Art. 31-bis
[1]1. Fatte salve le previsioni di cui agli articoli 01, comma 1, lettera p), e 1, comma 11, della legge 9 luglio 1990, n. 185, come modificata dal decreto legislativo 22 giugno 2012, n. 105, per esercitare l'attivita' di intermediario di cui all'articolo 1-bis, comma 1, lettera f), del decreto legislativo 30 dicembre 1992, n. 527, nel settore delle armi, e' richiesta una apposita licenza rilasciata dal questore, che ha una validita' di 3 anni. Si applicano in quanto compatibili le disposizioni anche regolamentari previste per la licenza di cui all'articolo 31. La licenza non e' necessaria per i rappresentanti in possesso di mandato delle parti interessate. Del mandato e' data comunicazione alla questura competente per territorio.

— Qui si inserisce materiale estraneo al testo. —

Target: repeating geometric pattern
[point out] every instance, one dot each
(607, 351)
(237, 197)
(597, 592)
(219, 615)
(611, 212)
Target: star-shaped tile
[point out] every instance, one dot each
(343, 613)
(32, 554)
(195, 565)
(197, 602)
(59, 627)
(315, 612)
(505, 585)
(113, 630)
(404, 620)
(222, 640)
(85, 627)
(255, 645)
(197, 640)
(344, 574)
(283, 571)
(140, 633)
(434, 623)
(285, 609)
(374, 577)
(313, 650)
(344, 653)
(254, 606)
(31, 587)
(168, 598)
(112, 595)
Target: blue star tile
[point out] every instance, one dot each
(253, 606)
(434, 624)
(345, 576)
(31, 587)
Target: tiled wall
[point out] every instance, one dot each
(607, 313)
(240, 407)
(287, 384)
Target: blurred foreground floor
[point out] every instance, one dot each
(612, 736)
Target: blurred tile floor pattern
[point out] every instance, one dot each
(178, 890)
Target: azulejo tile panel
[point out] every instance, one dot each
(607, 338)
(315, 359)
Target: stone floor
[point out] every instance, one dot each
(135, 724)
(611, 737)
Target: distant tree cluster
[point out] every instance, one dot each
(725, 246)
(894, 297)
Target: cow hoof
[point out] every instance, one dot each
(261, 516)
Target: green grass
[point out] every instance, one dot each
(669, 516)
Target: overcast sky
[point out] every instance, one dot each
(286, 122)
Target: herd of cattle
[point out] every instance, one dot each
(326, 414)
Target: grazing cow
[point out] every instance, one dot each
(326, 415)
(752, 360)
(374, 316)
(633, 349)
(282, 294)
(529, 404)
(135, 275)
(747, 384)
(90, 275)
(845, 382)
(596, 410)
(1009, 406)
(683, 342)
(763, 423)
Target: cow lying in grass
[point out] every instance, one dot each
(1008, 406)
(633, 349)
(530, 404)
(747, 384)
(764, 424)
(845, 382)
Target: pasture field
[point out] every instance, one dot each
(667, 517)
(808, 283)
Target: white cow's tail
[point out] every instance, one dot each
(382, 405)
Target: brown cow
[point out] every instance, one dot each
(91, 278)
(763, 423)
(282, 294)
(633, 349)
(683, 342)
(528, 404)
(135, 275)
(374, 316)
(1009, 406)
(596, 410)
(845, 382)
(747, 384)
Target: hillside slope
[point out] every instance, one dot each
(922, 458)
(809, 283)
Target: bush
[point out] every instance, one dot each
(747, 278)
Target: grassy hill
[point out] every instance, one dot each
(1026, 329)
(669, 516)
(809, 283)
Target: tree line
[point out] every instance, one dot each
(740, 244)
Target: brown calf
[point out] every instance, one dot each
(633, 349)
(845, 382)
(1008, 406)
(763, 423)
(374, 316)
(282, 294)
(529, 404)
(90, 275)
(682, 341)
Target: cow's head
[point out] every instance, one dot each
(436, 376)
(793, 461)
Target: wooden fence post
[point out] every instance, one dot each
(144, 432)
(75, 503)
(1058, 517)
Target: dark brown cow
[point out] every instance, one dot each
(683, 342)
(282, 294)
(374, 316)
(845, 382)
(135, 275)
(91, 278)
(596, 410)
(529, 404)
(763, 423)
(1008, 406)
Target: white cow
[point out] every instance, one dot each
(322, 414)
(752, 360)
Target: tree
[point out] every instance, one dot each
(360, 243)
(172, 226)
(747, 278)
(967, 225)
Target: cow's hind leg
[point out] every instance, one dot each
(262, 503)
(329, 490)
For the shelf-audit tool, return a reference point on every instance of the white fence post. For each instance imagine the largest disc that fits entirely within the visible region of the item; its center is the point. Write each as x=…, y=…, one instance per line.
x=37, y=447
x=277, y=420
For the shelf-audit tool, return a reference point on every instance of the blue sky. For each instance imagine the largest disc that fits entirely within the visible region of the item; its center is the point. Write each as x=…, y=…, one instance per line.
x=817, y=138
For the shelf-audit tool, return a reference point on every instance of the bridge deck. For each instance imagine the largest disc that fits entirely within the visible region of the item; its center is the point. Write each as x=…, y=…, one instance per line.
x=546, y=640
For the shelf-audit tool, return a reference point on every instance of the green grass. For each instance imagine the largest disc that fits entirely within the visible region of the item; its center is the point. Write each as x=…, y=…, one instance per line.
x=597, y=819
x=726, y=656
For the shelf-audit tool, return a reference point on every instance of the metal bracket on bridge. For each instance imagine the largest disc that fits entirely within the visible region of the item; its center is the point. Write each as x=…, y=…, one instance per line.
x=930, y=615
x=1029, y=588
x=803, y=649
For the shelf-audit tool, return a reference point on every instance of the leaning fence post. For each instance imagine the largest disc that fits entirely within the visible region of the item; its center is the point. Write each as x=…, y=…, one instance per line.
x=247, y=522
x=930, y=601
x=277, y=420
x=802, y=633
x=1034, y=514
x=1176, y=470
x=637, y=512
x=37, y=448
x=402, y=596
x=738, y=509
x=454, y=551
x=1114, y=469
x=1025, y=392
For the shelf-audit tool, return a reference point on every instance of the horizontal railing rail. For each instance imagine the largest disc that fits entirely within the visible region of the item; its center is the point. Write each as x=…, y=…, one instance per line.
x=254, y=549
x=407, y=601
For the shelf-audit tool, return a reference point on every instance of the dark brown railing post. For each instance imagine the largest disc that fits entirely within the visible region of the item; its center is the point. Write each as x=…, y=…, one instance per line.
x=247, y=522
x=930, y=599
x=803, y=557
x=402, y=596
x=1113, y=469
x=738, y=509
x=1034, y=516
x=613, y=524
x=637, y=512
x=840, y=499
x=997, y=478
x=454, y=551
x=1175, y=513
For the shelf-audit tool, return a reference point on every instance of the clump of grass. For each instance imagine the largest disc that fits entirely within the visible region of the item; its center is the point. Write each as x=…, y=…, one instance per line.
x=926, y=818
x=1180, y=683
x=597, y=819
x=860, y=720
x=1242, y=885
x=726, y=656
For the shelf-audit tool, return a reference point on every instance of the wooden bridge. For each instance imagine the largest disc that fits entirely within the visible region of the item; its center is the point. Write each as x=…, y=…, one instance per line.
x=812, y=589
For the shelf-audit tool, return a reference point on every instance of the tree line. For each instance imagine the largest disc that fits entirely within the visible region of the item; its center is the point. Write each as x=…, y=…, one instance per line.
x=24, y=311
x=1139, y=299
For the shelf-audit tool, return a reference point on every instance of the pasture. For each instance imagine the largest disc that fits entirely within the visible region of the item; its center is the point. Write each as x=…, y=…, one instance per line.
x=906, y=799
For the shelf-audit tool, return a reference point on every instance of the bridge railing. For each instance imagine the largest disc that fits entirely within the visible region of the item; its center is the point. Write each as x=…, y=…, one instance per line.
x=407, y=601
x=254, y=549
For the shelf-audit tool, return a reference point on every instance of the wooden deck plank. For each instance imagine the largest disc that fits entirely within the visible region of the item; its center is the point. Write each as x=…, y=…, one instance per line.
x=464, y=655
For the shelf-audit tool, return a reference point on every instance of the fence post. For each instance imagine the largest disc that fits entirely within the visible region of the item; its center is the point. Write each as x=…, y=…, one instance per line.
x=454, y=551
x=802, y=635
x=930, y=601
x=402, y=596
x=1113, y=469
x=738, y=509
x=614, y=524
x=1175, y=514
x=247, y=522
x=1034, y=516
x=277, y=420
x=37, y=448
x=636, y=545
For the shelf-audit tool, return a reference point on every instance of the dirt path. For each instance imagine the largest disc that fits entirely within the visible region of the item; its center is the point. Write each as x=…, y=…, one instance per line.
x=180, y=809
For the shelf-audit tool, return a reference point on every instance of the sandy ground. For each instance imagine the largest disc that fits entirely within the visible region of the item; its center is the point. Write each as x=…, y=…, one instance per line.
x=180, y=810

[2]2. Ogni operatore autorizzato deve comunicare, l'ultimo giorno del mese, all'autorita' che ha rilasciato la licenza un resoconto dettagliato delle singole operazioni effettuate nel corso dello stesso mese. Il resoconto puo' essere trasmesso anche all'indirizzo di posta elettronica certificata della medesima autorita'.((L'operatore, nel caso in cui abbia la materiale disponibilita' delle armi o delle munizioni, e' obbligato alla tenuta del registro di cui, rispettivamente, agli articoli 35 e 55, nonche' ad effettuare le relative annotazioni concernenti le operazioni eseguite.))
[3]3. La mancata comunicazione puo' comportare, in caso di prima violazione, la sospensione e, in caso di recidiva, la sospensione o la revoca della licenza.
[4]4. COMMA ABROGATO DAL D.LGS. 29 SETTEMBRE 2013, N. 121.